さて、茨城県では、朱舜水研究をかなり熱心に行ってきました。そもそもの契機は、1978年の日中友好条約締結に伴う交流事業として、茨城大学と上海の復旦大学による共同研究でした。
1989年には復旦大学の教授ら4名が茨城大学へ学術訪問し、日本にある朱舜水関連の文献、写真を入手、中国へ持ち帰りました。その後、上海市文化局に呼びかけた結果、朱舜水記念館が1990年に設立されました。
※上海市松江区の方塔公園内にあります
昨年にはなんと朱舜水の子孫が茨城県を訪れ水戸徳川家の子孫と対面し、先祖の墓参りをしました。
水戸徳川家の招待で105年ぶり (2011年11月4日 読売新聞)
水戸藩2代藩主、徳川光圀が学問の師と仰いだ中国の儒学者、朱舜水がまつられている茨城県常陸太田市の国指定史跡「水戸徳川家墓所」に3日、子孫の朱育才さん(58)ら4人が105年ぶりに墓参した。水戸徳川家の招待で実現したもので、育才さんの弟、育成さん(54)は「長年の宿願を遂げることが出来て、とても感動した」と語った。
徳川ミュージアムによると、朱舜水は水戸徳川家の招きで来日し、1682年に江戸藩邸内で亡くなった。徳川一族以外で唯一、同墓所にまつられている人物という。

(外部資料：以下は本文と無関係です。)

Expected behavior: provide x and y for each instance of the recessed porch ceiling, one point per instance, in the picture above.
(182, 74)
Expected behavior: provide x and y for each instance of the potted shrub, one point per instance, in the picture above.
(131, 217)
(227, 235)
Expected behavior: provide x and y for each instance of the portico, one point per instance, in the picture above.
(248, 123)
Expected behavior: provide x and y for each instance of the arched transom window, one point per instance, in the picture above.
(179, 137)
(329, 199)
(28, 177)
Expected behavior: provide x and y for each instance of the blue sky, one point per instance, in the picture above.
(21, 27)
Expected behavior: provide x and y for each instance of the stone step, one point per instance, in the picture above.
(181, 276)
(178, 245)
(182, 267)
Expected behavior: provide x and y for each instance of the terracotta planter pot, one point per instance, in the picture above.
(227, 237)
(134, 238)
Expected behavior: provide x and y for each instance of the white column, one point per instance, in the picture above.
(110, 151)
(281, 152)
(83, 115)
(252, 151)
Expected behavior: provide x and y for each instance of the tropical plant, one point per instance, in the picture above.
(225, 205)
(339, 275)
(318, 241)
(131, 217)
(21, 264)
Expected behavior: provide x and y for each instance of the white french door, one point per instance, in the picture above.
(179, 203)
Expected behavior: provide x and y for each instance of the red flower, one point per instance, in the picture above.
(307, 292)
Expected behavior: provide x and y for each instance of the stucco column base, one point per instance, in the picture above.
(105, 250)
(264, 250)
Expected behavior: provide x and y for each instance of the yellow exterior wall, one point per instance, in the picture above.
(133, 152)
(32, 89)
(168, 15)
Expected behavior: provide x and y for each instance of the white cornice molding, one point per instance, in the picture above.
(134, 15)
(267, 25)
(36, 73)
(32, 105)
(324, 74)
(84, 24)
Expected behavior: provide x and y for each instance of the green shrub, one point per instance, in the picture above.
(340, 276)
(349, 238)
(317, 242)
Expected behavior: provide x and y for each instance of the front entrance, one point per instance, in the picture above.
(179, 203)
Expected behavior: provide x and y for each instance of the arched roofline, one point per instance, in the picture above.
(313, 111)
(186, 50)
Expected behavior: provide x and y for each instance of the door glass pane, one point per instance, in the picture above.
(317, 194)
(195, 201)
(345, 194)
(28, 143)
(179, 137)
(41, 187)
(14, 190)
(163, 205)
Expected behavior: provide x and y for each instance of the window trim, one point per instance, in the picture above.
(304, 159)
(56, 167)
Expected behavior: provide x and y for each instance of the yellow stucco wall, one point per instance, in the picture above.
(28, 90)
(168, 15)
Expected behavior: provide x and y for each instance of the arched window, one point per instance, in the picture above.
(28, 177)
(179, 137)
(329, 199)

墓参では、浙江省人大代表(県議)を務める育成さんが、焼香をした後、祭文を読んで焼き、朱舜水の故郷である浙江省余姚市から持参した土を墓に添え、墓の回りに水をまいた。育才さんは同墓所の土を容器に詰めた。土は持ち帰り、余姚市内にある朱舜水の記念館と同市内の別の場所にある記念碑に添えるという。

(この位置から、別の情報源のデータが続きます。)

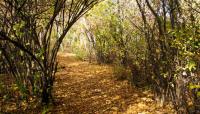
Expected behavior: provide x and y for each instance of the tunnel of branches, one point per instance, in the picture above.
(153, 44)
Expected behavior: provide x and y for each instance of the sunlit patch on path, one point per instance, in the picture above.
(81, 88)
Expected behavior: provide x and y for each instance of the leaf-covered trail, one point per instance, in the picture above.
(81, 88)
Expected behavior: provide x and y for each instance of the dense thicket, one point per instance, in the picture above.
(157, 41)
(31, 32)
(150, 42)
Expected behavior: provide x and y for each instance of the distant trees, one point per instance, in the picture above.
(158, 40)
(30, 40)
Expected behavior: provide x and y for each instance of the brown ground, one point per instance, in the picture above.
(83, 88)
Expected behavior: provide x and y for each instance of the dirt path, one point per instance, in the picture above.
(83, 88)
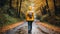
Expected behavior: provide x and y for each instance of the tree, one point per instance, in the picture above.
(48, 8)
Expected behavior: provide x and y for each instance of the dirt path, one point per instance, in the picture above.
(54, 28)
(5, 28)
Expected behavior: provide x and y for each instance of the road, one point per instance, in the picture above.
(36, 29)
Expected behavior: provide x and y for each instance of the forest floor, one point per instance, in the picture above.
(51, 27)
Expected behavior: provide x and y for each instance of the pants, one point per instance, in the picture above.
(29, 26)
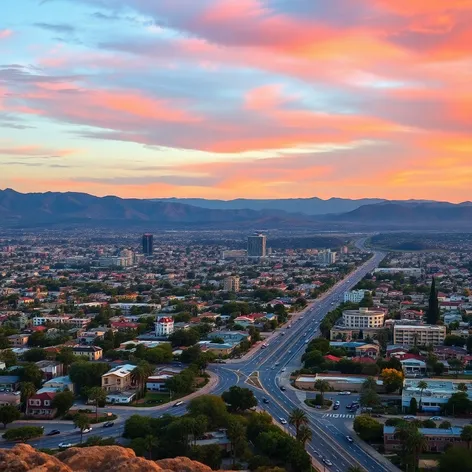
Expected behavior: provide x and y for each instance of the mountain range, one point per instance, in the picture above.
(55, 208)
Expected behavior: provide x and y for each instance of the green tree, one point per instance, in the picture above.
(82, 422)
(304, 434)
(322, 386)
(8, 414)
(433, 313)
(99, 396)
(239, 398)
(367, 428)
(63, 402)
(298, 418)
(466, 434)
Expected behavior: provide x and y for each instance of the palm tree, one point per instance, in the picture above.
(466, 435)
(322, 386)
(150, 442)
(421, 385)
(304, 434)
(82, 422)
(99, 396)
(298, 418)
(27, 389)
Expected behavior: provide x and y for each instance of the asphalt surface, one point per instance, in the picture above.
(273, 365)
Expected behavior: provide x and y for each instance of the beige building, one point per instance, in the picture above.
(420, 335)
(118, 379)
(363, 318)
(231, 284)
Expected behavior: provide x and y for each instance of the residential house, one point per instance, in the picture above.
(119, 379)
(40, 406)
(93, 353)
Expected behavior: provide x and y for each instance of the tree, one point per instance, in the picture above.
(367, 428)
(27, 389)
(432, 314)
(322, 386)
(239, 399)
(211, 406)
(8, 414)
(392, 379)
(237, 435)
(456, 458)
(422, 385)
(99, 396)
(298, 418)
(304, 434)
(63, 402)
(150, 443)
(82, 422)
(466, 434)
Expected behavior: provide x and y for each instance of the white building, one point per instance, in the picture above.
(164, 326)
(363, 318)
(355, 296)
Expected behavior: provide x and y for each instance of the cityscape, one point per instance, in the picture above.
(235, 235)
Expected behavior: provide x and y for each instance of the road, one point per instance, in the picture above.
(273, 364)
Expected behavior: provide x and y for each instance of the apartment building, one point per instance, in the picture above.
(363, 318)
(418, 335)
(118, 379)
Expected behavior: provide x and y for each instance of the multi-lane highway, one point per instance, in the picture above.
(273, 365)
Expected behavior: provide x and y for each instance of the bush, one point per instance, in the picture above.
(23, 433)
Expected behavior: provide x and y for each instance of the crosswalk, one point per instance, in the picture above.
(336, 415)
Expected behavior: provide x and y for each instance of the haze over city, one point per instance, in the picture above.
(247, 98)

育成さんは「茨城県の皆さんに余姚市を訪れてもらいたい。末裔(まつえい)として、家族のような友好関係を作れるよう努力していきたい」と語った。
水戸徳川家第15代当主の徳川斉正・徳川ミュージアム理事長は「来ていただいて本当に良かった。この先も墓を守り続けていきたい」と話した。
水戸黄門・徳川光圀と朱舜水の交流を町おこしに活用しようという動きもあります。その代表的なものがラーメン。水戸市では「水戸藩らーめん」というご当地ラーメンを作っています。古文書から当時のレシピを抽出し、地元のラーメン屋が集まって試行錯誤してつくった本格的なものです。レンコン粉を練りこんだ麺を使っているところなどが特徴的です。
ちなみに新横浜ラーメン博物館でも、徳川光圀が食べたラーメンの再現レプリカが常設されています。
1Fギャラリーにあるので、訪れた際は要注目です。